• No results found

Relaties tussen overheid en burgers

In document Hoezo luistert de overheid (niet)? (pagina 75-87)

Conclusie: De overheid in manifestaties

Hoofdstuk 6 Relaties tussen overheid en burgers

Responsiviteit kan geen gestalte krijgen zonder betekenisvolle relaties tussen burgers en overheid.

Het gaat hier om de interactie tussen overheid en burgers ten aanzien van wensen en belangen van burgers alsook om wederzijdse rollen van burgers en overheid in het realiseren van overheidsrespon-siviteit. Hoe zien voor positieven en negatieven die relaties eruit? Dat wil zeggen: wat gebeurt er tussen overheid en burgers, als het gaat om interactie over wensen en belangen en wederzijdse rollen?

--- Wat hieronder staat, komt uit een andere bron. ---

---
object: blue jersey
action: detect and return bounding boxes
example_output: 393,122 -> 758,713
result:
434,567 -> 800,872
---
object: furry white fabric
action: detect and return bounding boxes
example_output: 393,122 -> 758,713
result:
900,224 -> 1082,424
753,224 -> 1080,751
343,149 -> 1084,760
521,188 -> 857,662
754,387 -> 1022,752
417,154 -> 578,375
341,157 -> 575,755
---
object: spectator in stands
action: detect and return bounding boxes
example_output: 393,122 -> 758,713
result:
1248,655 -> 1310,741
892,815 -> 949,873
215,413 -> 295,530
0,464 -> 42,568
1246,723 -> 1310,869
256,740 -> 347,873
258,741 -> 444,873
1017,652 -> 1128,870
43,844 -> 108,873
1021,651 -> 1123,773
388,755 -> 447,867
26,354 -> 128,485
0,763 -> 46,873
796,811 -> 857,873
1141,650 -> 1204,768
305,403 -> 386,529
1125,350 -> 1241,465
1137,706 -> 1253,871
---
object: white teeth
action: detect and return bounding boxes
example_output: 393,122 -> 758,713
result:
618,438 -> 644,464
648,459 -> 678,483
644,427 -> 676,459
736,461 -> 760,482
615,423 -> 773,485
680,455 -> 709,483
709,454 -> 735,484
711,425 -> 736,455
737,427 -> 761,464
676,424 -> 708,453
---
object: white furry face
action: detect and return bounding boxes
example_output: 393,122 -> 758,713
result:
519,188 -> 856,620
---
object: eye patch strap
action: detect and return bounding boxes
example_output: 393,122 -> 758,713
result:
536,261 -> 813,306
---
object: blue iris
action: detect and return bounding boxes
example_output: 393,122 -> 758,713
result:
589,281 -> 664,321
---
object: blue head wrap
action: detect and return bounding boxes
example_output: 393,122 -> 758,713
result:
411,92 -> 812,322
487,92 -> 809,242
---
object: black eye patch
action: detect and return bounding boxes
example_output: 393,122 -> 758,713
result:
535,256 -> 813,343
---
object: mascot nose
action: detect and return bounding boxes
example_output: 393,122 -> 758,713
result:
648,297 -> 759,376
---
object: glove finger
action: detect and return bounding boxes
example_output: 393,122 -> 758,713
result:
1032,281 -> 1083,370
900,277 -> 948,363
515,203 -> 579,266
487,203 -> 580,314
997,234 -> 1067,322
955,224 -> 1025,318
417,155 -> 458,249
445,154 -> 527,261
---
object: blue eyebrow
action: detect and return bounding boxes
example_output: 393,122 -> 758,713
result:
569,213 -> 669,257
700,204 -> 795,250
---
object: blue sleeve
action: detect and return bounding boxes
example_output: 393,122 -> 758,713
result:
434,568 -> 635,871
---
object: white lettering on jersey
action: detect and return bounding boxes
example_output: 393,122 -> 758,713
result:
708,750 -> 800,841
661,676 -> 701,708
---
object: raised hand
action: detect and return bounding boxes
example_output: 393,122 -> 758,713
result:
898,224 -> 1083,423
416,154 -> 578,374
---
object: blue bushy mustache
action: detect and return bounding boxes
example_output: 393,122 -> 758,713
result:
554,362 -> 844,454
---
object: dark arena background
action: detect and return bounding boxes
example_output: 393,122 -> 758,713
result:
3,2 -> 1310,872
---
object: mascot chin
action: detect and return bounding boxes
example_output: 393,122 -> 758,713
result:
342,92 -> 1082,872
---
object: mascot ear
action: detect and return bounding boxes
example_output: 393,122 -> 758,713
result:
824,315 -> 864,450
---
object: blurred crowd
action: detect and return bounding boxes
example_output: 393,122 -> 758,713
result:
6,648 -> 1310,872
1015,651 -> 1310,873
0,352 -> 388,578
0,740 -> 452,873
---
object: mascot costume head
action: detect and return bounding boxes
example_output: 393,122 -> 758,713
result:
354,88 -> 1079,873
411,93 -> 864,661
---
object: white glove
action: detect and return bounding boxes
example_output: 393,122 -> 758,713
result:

En wanneer burgers vinden dat in deze relaties dingen mis gaan, wat gaat er dan mis? Wanneer in deze relaties dingen goed gaan, wat gaat dan goed? Deze vragen staan in dit hoofdstuk centraal. Via de verhalen die respondenten ons vertelden over relaties tussen burgers en overheid wordt duidelijk in welke zin deze relaties wat hen betreft geweld doen of voldoen aan hun normen.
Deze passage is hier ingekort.